Un article de Maxime Amiot paru le 3 novembre 2009 sur le site lesechos.fr

C'est un petit changement que le ministre de l'Education nationale, Luc Chatel, ne s'est pas privé de souligner hier, en recevant les recteurs des différentes académies allemandes : l'apprentissage de la langue de Goethe par les élèves français est en légère hausse. En 2009, 823.277 collégiens et lycéens étudient l'allemand, soit 15,4 % des élèves du secondaire, contre 15,3 % en 2008. « L'allemand est la seule des trois premières langues enseignées en France - anglais, espagnol, allemand - à avoir progressé depuis 2006 », pointe-t-on au ministère de l'Education nationale. Signe de la dynamique, 90.567 élèves de sixième étudient l'allemand, soit une augmentation de 22,8 % par rapport à 2003, où ils n'étaient que 73.763.

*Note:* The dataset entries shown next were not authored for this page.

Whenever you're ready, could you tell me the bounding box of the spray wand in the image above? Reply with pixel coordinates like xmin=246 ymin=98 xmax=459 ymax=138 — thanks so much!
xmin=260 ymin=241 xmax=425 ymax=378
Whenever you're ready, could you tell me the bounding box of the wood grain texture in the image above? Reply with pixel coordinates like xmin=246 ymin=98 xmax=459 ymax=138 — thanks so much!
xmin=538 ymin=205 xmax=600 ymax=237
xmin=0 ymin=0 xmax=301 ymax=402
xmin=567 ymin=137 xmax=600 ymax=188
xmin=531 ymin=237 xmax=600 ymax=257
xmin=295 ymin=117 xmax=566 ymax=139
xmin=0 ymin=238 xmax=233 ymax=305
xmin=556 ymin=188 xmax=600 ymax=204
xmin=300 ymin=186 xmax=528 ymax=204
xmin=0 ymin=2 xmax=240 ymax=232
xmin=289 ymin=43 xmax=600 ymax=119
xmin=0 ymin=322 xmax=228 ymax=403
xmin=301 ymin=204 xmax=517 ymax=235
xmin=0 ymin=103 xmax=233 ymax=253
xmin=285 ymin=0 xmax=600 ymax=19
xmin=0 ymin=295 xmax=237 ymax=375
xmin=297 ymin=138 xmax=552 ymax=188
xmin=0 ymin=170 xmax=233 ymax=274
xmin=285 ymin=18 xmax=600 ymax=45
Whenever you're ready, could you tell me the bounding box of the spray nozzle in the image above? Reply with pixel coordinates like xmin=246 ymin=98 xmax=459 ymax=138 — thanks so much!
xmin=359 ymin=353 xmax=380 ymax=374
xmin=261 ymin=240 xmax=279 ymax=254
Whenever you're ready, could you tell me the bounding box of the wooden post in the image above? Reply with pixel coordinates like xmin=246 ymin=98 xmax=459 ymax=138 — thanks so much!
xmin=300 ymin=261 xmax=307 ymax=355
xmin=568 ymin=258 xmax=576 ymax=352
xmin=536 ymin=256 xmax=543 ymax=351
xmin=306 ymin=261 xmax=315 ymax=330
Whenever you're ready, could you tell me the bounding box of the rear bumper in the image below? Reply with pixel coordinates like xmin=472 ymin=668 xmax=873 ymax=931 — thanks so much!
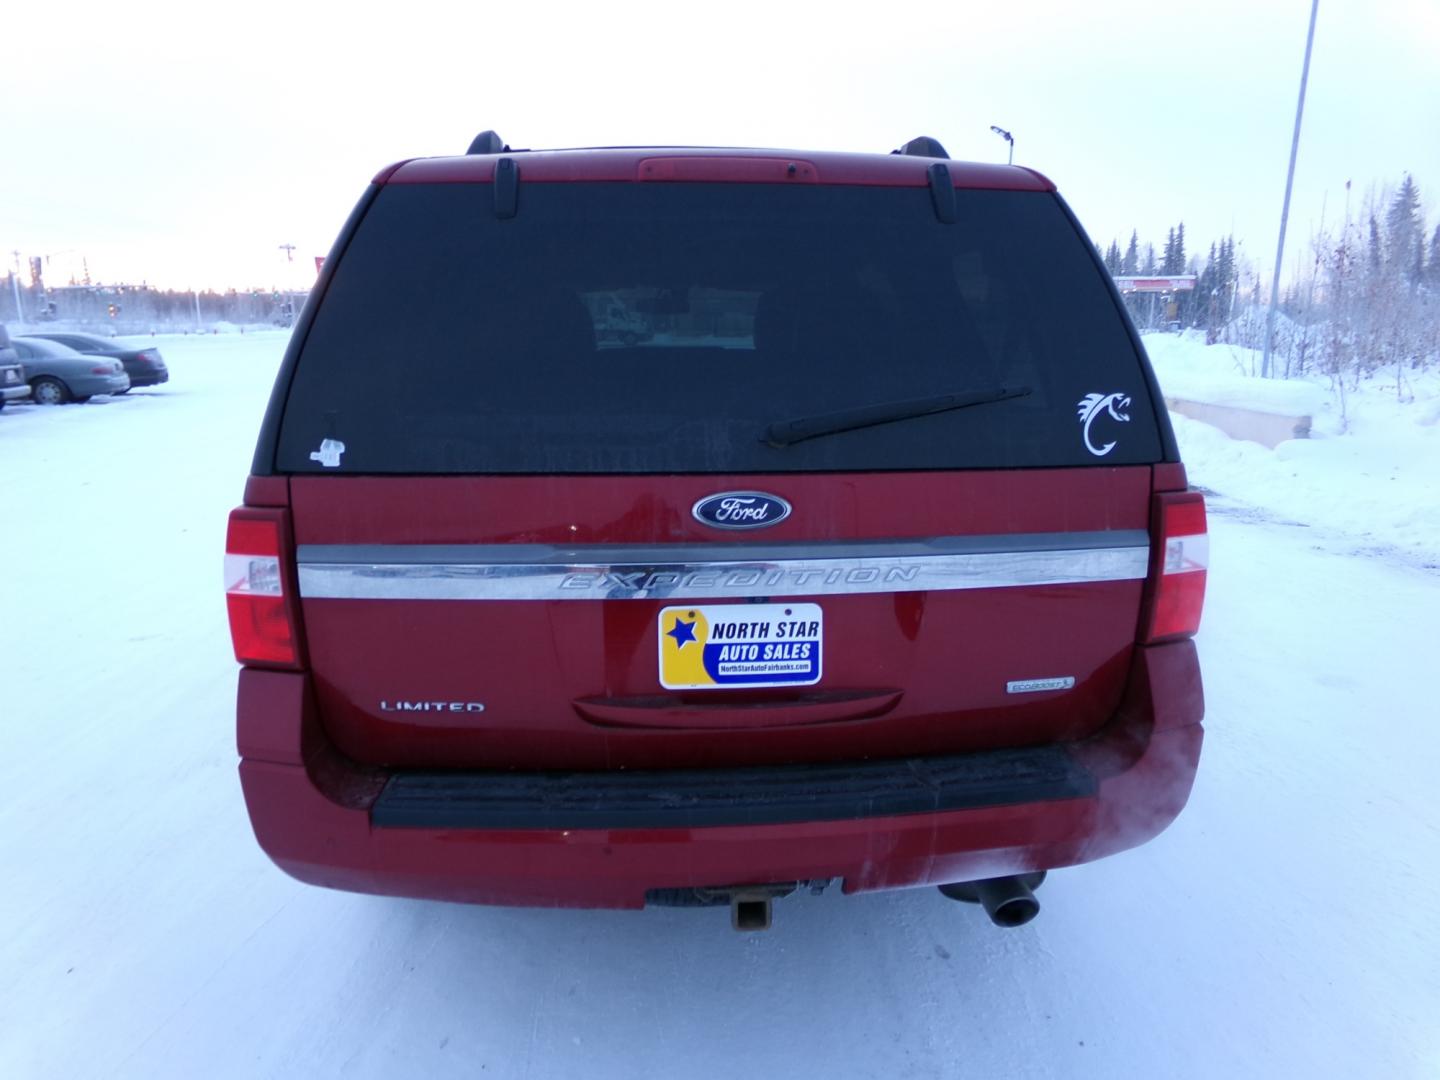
xmin=1 ymin=384 xmax=31 ymax=401
xmin=237 ymin=641 xmax=1204 ymax=908
xmin=67 ymin=372 xmax=131 ymax=396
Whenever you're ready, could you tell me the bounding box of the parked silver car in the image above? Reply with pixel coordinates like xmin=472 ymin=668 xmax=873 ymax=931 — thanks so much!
xmin=13 ymin=336 xmax=130 ymax=404
xmin=25 ymin=331 xmax=170 ymax=389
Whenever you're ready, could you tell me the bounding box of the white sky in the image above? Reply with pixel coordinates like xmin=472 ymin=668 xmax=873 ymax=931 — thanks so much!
xmin=3 ymin=0 xmax=1437 ymax=291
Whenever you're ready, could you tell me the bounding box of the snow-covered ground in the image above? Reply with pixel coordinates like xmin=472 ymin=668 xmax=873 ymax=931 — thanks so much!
xmin=1 ymin=334 xmax=1438 ymax=1079
xmin=1146 ymin=332 xmax=1440 ymax=566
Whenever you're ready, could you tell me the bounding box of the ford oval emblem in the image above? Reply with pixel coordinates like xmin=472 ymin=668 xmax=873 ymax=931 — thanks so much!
xmin=692 ymin=491 xmax=792 ymax=530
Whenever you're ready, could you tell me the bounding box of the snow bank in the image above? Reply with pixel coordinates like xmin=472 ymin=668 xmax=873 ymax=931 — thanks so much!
xmin=1142 ymin=333 xmax=1440 ymax=564
xmin=1145 ymin=334 xmax=1327 ymax=416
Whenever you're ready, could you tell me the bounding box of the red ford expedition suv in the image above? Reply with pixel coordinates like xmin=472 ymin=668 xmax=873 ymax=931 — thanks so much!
xmin=228 ymin=133 xmax=1207 ymax=930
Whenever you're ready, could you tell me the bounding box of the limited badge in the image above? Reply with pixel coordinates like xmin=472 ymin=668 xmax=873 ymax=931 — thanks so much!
xmin=658 ymin=603 xmax=822 ymax=690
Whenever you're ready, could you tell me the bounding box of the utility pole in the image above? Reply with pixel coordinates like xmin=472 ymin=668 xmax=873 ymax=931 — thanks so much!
xmin=1261 ymin=0 xmax=1319 ymax=379
xmin=279 ymin=243 xmax=296 ymax=262
xmin=9 ymin=251 xmax=23 ymax=324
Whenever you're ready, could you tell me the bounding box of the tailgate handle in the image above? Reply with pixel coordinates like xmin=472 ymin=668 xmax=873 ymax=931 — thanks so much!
xmin=572 ymin=689 xmax=903 ymax=731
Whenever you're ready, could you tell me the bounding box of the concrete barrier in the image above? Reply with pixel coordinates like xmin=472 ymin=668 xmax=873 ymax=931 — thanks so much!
xmin=1165 ymin=397 xmax=1311 ymax=448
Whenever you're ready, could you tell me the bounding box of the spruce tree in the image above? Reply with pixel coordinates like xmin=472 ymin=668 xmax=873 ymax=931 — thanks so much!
xmin=1199 ymin=242 xmax=1219 ymax=327
xmin=1219 ymin=237 xmax=1236 ymax=318
xmin=1385 ymin=174 xmax=1423 ymax=275
xmin=1160 ymin=225 xmax=1188 ymax=276
xmin=1105 ymin=240 xmax=1122 ymax=274
xmin=1428 ymin=224 xmax=1440 ymax=287
xmin=1368 ymin=215 xmax=1383 ymax=273
xmin=1224 ymin=239 xmax=1236 ymax=310
xmin=1123 ymin=231 xmax=1139 ymax=275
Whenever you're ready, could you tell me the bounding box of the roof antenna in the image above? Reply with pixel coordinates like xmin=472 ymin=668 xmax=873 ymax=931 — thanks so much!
xmin=466 ymin=130 xmax=509 ymax=155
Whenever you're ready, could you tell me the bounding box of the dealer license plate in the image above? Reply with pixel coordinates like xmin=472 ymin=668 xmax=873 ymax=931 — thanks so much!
xmin=658 ymin=603 xmax=822 ymax=690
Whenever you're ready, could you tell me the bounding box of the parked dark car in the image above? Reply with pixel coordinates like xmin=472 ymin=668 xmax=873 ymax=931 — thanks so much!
xmin=13 ymin=337 xmax=130 ymax=403
xmin=26 ymin=331 xmax=169 ymax=389
xmin=0 ymin=325 xmax=33 ymax=409
xmin=227 ymin=132 xmax=1208 ymax=932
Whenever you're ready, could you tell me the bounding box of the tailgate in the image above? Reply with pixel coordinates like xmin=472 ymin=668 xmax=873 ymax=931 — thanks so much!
xmin=290 ymin=469 xmax=1152 ymax=769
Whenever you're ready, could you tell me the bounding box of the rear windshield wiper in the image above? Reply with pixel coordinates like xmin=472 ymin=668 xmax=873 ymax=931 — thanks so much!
xmin=763 ymin=385 xmax=1032 ymax=448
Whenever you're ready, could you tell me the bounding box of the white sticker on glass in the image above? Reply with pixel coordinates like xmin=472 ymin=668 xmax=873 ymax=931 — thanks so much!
xmin=1077 ymin=393 xmax=1132 ymax=456
xmin=309 ymin=438 xmax=346 ymax=468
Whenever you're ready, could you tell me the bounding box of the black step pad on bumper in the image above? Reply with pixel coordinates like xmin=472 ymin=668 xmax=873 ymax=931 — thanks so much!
xmin=371 ymin=746 xmax=1097 ymax=831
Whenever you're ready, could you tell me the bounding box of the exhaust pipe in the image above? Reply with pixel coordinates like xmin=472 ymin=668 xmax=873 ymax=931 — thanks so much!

Ce n'était pas gagné d'avance, tant l'allemand avait été, au début de la décennie, délaissé par les écoliers français. En 2000, il était encore étudié par 18,2 % d'entre eux. Difficulté de l'apprentissage, austérité de la langue et de la culture, rappel de la période nazie : cette langue pâtit depuis longtemps de clichés tenaces. Et son utilité a pu détourner un certain nombre de collégiens pour qui l'espagnol ou le chinois constituent un apprentissage beaucoup plus rentable car parlé par des populations plus nombreuses. Autant d'anomalies - au vu des liens politiques et économiques tissés entre la France et le pays le plus peuplé de l'Union - que les gouvernements des deux pays ont entrepris de lever en annonçant, en 2004, une série de mesures destinées à soutenir l'apprentissage des deux langues dans leurs pays respectifs : accroissement des échanges entre élèves, communication accrue auprès des parents, possibilité de passer le double diplôme baccalauréat-Abitur… Un manuel d'histoire commun aux deux pays a aussi été lancé. Disponible depuis 2006 pour les ­classes de terminale et 2008 pour les premières, il sera accessible aux secondes à la rentrée 2010. Enfin, les « classes bilingues », dispensant à part égale un enseignement en français et en allemand, ont été renforcées : 8,2 % des élèves de 6e, soit 64.544 élèves, y sont scolarisés, soit trois fois plus qu'en 2004. Des facteurs auxquels il faut rajouter les récents succès des produits culturels allemands, tant au cinéma (« La Vie des autres », « Good Bye Lénine ») que sur le plan musical (Tokio Hotel).

Alors que l'Allemagne constitue toujours le premier partenaire commercial de l'Hexagone, les germanophones pourraient avoir de beaux jours devant eux, insiste-t-on par ailleurs à l'Education nationale. « On manque de salariés maîtrisant l'allemand, cela peut être un réel avantage de le parler du point de vue professionnel », relève Heiner Zumbasen, de l'Association des professeurs d'allemand en France. Selon une étude publiée en 2008 par la Chambre de commerce et d'industrie franco-allemande, l'allemand apparaît comme la deuxième langue la plus recherchée à « court terme » par les patrons de PME : 17,5 % des chefs d'entreprise y font mention, contre 45 % pour l'anglais.